Warung Remang-remang Kembali Marak di Air Hitam, Segera Ditertibkan

Razia-warung-remang-remang.jpg
Arsip - Razia warung remang-remang oleh Satpol PP Kota Pekanbaru (Istimewa)

RIAU ONLINE, PEKANBARU – Keberadaan warung remang-remang di kawasan Jalan Air Hitam, Kecamatan Payung Sekaki, kembali menjadi sorotan. Tempat yang diduga menjadi lokasi penjualan minuman keras, karaoke, hingga berpotensi disalahgunakan untuk praktik prostitusi itu kembali menjamur dan mulai meresahkan masyarakat.

Pemerintah Kota Pekanbaru pun memastikan akan segera melakukan penertiban.

Aktivitas di sejumlah bangunan semi permanen tersebut berlangsung sejak sore hingga dini hari. Dentuman musik keras berpadu dengan lampu warna-warni yang menghiasi bangunan kayu di pinggir jalan menjadi pemandangan yang kembali muncul di kawasan tersebut.

Kepala Satpol PP Kota Pekanbaru, Desheriyanto, mengatakan pihaknya telah menerima instruksi langsung dari Wali Kota Pekanbaru untuk segera melakukan penertiban.

"Dalam waktu dekat kita akan laksanakan penertiban dan monitoring. Razia dan patroli di titik-titik yang sudah ditetapkan," ujar Desheriyanto, Kamis 23 Juli 2026.

Ia menjelaskan, keberadaan warung remang-remang telah menjadi perhatian serius pemerintah daerah. Satpol PP juga telah memetakan sejumlah lokasi yang akan menjadi sasaran operasi.



Menurut Desheriyanto, penertiban tidak hanya difokuskan di Jalan Air Hitam. Sejumlah kawasan lain yang juga menjadi perhatian di antaranya Jalan SM Amin dan kawasan Arengka.

"Tidak hanya titik di situ saja yang kita jangkau. Ada titik lainnya, seperti di Jalan SM Amin dan Arengka," jelasnya.

Sebelumnya, Wali Kota Pekanbaru Agung Nugroho mengakui pihaknya telah menerima laporan mengenai munculnya kembali warung remang-remang di kawasan Air Hitam.

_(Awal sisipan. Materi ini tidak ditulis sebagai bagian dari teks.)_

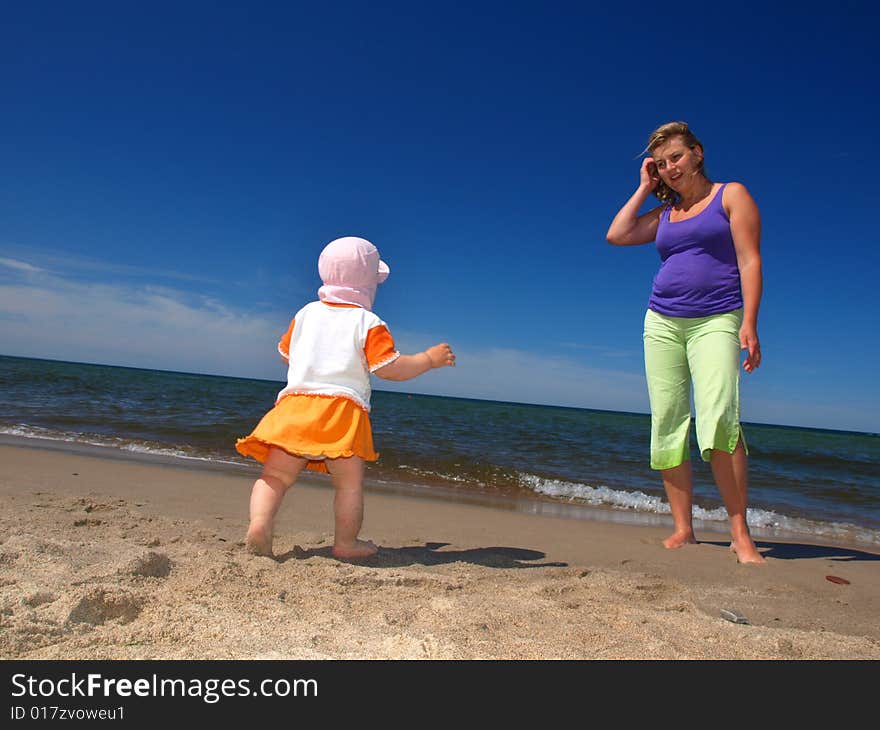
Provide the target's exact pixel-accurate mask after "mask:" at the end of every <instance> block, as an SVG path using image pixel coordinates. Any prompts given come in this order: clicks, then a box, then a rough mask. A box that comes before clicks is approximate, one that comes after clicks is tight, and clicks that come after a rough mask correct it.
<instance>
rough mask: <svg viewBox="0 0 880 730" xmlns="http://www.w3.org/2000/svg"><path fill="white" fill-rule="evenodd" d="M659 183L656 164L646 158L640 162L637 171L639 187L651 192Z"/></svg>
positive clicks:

Ia memastikan lokasi tersebut akan segera ditertibkan.

"Kami sudah menerima laporan tersebut, ada yang baru lagi muncul. Itu sudah menjadi perhatian untuk ditertibkan," kata Agung, Sabtu 18 Juli 2026.

Agung menegaskan pemerintah tidak akan tinggal diam terhadap keberadaan tempat-tempat yang diduga berpotensi menjadi lokasi praktik prostitusi maupun aktivitas yang melanggar ketentuan di Kota Pekanbaru.

"Kami tegaskan tidak ada tempat untuk perzinahan di Kota Pekanbaru. Ini komitmen kami," tegasnya.

Selain itu, Agung juga menyampaikan pemerintah kota tidak mentoleransi keberadaan komunitas LGBT di Pekanbaru. Ia menyatakan perilaku LGBT berpotensi meningkatkan risiko penularan HIV.